Don’t let anyone tell you it was better back then because it wasn’t, but here at Ace we’ve always had a soft spot for the teen ballads and angst-ridden pop which defined the innocence of that age and, judging from your response to previous volumes of TEENAGE CRUSH, many of you share this guilty pleasure. Please join us in celebrating the launch of this fifth volume in the series.
There are several reasons why we happen to believe that this may be the best “Teenage Crush” yet. Previously, we have mixed better known hits with harder-to-find items but this new volume contains a higher proportion of scarce and collectable Hot 100 one-offs than before.
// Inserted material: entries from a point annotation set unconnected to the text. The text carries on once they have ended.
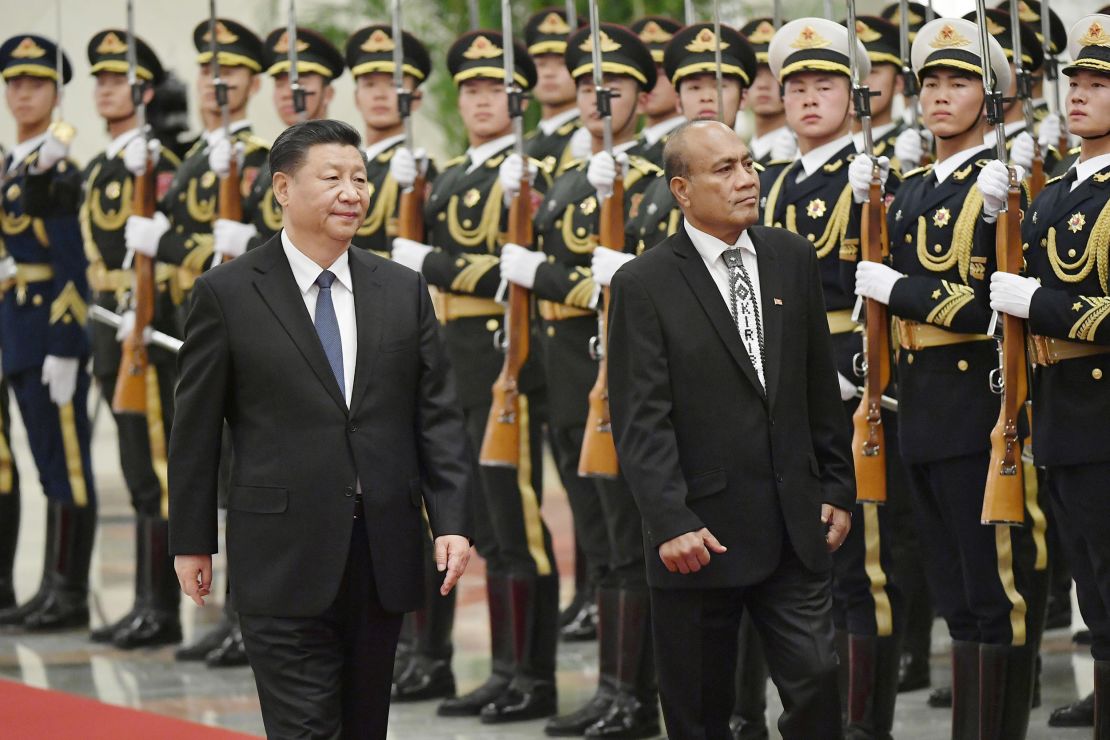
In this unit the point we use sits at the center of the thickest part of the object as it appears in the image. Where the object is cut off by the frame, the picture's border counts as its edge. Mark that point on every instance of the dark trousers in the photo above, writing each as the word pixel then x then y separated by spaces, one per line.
pixel 695 651
pixel 328 676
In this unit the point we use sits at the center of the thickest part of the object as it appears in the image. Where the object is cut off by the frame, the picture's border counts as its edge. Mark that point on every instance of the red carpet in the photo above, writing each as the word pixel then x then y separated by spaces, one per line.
pixel 32 713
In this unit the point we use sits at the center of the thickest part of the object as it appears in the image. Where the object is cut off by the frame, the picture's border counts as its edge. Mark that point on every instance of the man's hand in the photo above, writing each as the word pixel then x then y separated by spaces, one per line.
pixel 194 575
pixel 838 523
pixel 452 554
pixel 689 553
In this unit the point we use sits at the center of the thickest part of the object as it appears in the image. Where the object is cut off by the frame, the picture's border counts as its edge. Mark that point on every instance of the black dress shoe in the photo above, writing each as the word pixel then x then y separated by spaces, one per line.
pixel 1079 713
pixel 149 629
pixel 628 717
pixel 205 645
pixel 231 652
pixel 940 698
pixel 575 723
pixel 471 703
pixel 522 702
pixel 429 679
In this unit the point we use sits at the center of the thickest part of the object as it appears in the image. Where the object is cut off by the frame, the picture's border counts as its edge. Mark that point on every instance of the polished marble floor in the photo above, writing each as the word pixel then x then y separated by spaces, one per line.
pixel 151 680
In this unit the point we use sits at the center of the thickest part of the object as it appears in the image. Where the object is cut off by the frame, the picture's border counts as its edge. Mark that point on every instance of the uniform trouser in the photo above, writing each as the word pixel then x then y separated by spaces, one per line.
pixel 143 439
pixel 59 437
pixel 1082 513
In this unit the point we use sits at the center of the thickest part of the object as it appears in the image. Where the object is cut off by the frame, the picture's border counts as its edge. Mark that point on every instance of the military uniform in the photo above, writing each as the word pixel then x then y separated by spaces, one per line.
pixel 42 317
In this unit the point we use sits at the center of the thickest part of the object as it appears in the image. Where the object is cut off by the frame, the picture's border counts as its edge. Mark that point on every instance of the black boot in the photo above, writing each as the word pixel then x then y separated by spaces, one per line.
pixel 501 648
pixel 534 602
pixel 1078 713
pixel 67 601
pixel 965 690
pixel 575 723
pixel 635 712
pixel 158 622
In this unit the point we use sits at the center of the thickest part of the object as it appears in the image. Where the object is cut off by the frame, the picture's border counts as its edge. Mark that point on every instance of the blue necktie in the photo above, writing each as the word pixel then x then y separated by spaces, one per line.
pixel 328 327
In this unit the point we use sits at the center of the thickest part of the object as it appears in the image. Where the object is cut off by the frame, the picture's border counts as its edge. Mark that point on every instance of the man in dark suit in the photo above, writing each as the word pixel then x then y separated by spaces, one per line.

As many as 15 tunes are appearing on CD for the first time: Joanie by Frankie Calen, Biology by Danny Valentino, Paul Dino’s mildly eccentric Ginnie Bell, ’Deane Hawley’s Look For A Star, Bobby Hamilton’s long overlooked Crazy Eyes For You, Push Push by Austin Taylor (the original of Billy Fury’s UK hit) and Summer’s Comin’ by Kirby St Romain - actually his real name! - are just a few of the sought-after genre classics heard here for the first time.
The same careful attention to detail accorded to “The Golden Age of American Rock’n’Roll” by the compilers of that series, has been brought to bear on “Teenage Crush Vol 5”. Tracking down the original masters, contacting many of the artists, and locating the wealth of illustrations shoehorned into the glossy mega-booklet, occupied so many man hours, that our accountants laughingly told us we should charge £100 a time rather than the more modest sum you are likely to pay. State-of- the-art mastering and comprehensive notes round off a mighty fine package.